Now consistency I can’t vouch for because, so far, I’ve had exactly one Bovine burger. But taste I can talk about.

When I ordered my burger, the very efficient and well appointed server didn’t ask how I would like it cooked. That’s a confident kitchen I thought. It surprisingly came well done which was fine with me (but wouldn’t be with everyone). I’m fine with well done as long as the beef remains juicy and this beef was very, very juicy.

The burger meat was lightly seasoned with salt and pepper with no other spices that I could decipher. I could detect the rich taste that aging brings to meat; there was a light char that added to the taste; and the fat content contributed to the moistness and the richness of the taste. It was, in short, a superb piece of ground meat.

As far as the rest of the burger was concerned, to me, the bun is not particularly important. It’s only the carrying case for the precious goods inside. It should be seen but barely tasted and Bovine’s barely does.

“It’s a house-made bun”, said Chef Bentley. “It’s like a brioche…less milk…less eggs. It’s a soft bun but when we toast it, it adds a nice crisp.”

I liked that the size of the bun was almost exactly the same diameter as the burger (I dislike undersized and despise oversized). I’m not big on sugar in my brioche dough but I presume that’s what most people want and the bread did have a light and fluffy texture. The toasting did add a flakiness to the crust but it also added some burn to the flavor.

You will need a knife and fork before you get through the burger as the bun did fall apart about halfway through eating it. It was a nice sacrifice when you consider it was mostly because of those delicious meat juices.

As far as dressing the burger, Bovine has made a bold move by deciding that a burger is best with only cheddar (medium-aged I would guess) and caramelized onions (that came swimming in a wonderfully rich beef juice) and not listing any other possible add-ons on their menu.

“My wife likes her onions raw not fried”, I said to Chef Bentley. “Would the kitchen do that for her?”

“Of course”, said the chef.

“And if I wanted mustard?”

“No problem”, said the chef.

“And if someone wanted ketchup?”

“Well that I might suggest we put on the side”, he said with a bit of a smirk.

So back to that value proposition. Was my burger worth $390? Yes, it was. But that doesn’t mean I’m going to give up $100 burgers. Or even $50 burgers. It simply means that when I want a burger that’s very special, in a classy but relaxed environment, it will be at Bovine.

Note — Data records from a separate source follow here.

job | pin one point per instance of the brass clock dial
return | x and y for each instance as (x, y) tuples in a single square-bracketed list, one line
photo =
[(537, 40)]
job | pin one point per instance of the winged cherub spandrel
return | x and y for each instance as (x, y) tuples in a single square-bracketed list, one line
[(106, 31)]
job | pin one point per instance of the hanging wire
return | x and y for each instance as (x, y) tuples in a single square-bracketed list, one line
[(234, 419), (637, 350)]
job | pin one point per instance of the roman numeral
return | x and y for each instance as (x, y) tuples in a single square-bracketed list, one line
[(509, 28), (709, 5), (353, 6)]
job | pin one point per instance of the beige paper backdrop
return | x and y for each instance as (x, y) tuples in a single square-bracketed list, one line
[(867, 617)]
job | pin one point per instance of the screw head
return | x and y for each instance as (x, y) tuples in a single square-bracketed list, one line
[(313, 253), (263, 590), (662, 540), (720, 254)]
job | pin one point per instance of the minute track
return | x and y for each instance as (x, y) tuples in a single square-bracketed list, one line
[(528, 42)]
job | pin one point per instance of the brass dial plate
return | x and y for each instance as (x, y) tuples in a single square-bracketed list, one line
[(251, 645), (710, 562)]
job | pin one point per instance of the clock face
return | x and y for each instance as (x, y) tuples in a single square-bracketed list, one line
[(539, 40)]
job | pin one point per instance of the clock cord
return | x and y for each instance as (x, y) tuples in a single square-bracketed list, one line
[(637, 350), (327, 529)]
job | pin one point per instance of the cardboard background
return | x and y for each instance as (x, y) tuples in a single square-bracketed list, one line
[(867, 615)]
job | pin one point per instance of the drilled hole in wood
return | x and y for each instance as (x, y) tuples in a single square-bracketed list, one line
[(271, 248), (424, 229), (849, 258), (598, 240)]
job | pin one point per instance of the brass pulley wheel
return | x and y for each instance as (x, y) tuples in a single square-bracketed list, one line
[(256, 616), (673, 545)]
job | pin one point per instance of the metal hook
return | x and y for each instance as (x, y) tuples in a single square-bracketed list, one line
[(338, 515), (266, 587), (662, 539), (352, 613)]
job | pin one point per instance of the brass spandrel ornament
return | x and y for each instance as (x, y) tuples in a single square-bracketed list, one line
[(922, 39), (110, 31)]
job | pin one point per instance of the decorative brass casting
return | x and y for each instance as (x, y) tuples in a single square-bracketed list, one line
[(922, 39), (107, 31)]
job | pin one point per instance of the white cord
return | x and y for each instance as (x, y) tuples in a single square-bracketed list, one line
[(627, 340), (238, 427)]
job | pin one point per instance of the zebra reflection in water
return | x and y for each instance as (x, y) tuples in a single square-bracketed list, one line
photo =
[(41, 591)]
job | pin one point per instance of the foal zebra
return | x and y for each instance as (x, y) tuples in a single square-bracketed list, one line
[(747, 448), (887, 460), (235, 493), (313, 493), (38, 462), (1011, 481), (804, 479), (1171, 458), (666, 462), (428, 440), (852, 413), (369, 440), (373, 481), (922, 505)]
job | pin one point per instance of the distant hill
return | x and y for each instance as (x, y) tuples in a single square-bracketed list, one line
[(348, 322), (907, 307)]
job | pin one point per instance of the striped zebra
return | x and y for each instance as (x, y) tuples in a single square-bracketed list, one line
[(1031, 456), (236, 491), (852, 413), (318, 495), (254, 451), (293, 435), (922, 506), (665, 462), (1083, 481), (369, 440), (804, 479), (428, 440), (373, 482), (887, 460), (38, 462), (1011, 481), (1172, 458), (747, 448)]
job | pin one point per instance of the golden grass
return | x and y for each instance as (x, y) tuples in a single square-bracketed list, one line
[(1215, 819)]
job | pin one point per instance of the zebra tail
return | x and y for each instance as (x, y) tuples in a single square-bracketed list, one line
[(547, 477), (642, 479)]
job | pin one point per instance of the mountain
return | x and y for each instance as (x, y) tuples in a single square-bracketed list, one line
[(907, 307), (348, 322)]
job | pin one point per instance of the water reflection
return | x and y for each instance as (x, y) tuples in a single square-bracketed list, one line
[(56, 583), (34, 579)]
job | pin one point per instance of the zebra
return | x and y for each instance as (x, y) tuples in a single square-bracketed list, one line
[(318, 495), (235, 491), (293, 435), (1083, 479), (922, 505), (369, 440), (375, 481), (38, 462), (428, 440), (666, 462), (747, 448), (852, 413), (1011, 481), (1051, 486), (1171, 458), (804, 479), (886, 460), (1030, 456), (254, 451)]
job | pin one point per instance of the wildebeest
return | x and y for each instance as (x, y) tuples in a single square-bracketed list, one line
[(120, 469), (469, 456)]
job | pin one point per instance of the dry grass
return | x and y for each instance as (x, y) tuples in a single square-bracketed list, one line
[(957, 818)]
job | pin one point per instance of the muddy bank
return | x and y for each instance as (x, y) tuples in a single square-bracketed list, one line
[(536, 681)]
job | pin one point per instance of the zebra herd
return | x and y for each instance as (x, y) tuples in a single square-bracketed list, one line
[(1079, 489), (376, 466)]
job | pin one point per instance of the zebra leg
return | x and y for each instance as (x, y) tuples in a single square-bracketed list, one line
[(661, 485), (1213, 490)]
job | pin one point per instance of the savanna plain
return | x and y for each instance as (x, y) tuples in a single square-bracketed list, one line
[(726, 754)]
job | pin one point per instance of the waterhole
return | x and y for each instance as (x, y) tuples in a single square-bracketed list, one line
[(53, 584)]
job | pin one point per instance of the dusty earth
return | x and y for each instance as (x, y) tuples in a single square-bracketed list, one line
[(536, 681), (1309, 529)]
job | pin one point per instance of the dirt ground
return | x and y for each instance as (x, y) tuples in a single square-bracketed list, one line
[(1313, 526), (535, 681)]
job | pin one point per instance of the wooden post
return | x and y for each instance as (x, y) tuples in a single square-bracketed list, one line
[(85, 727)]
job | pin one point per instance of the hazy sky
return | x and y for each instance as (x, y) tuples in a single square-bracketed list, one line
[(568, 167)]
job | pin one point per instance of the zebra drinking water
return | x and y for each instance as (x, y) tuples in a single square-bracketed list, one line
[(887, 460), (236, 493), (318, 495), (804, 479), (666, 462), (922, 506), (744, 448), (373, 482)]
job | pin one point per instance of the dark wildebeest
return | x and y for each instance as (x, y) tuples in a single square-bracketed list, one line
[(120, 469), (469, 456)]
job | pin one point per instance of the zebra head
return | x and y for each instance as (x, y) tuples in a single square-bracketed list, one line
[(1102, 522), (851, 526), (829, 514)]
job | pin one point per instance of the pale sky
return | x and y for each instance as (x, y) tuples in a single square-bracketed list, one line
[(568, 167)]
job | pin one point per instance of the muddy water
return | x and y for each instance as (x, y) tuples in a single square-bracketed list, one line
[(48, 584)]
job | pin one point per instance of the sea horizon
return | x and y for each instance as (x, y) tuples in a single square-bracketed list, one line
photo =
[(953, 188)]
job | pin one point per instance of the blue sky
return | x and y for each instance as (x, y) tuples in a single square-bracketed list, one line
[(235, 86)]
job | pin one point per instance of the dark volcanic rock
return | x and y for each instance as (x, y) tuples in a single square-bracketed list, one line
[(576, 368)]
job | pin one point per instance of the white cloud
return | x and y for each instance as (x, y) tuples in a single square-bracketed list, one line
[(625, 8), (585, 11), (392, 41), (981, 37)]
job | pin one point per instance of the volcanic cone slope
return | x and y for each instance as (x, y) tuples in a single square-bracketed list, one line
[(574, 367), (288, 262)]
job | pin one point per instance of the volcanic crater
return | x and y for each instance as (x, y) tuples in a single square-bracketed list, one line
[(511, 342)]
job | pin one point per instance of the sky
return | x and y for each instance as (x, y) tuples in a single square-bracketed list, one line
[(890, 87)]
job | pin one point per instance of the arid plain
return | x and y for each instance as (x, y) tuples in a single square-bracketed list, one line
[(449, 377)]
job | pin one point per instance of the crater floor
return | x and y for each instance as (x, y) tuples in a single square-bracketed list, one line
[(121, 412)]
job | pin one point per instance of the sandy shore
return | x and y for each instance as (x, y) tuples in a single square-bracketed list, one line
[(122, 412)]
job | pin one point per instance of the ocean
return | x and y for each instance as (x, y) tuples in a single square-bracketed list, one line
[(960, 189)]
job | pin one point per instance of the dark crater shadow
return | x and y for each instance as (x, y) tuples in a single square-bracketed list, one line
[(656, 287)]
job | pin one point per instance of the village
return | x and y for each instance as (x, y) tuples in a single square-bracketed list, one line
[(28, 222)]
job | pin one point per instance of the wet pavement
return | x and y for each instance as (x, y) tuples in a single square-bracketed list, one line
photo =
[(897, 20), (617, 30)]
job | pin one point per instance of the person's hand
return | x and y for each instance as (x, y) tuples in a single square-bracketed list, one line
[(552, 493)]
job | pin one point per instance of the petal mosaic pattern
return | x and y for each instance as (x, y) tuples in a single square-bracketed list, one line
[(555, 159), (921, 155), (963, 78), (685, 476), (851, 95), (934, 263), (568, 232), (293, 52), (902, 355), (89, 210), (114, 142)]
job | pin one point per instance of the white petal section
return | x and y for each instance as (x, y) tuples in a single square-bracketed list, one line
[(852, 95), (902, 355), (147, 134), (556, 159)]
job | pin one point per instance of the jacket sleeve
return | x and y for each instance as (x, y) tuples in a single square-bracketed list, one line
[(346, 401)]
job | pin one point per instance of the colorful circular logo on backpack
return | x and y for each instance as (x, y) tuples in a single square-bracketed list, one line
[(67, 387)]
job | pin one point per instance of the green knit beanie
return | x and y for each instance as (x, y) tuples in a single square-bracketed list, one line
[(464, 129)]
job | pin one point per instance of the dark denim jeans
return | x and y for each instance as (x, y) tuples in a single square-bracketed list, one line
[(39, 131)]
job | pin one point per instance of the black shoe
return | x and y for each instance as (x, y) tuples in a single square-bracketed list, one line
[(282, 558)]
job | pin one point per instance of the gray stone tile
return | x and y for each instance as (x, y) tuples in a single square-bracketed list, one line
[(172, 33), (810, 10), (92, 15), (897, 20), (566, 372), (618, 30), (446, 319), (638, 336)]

I’ll close with Paul Bentley’s words:

“You can enjoy Bovine at different levels. I want people to feel comfortable, if they’re just having a couple of cocktails and a few oysters at the bar, or sharing a couple of dishes, or experiencing what I hope is the best hamburger in town.”

Bovine is located at Canal #16 in San Miguel de Allende, Mexico. They are open for lunch and dinner Wednesday through Sunday. Dinner only on Tuesday. Closed on Monday.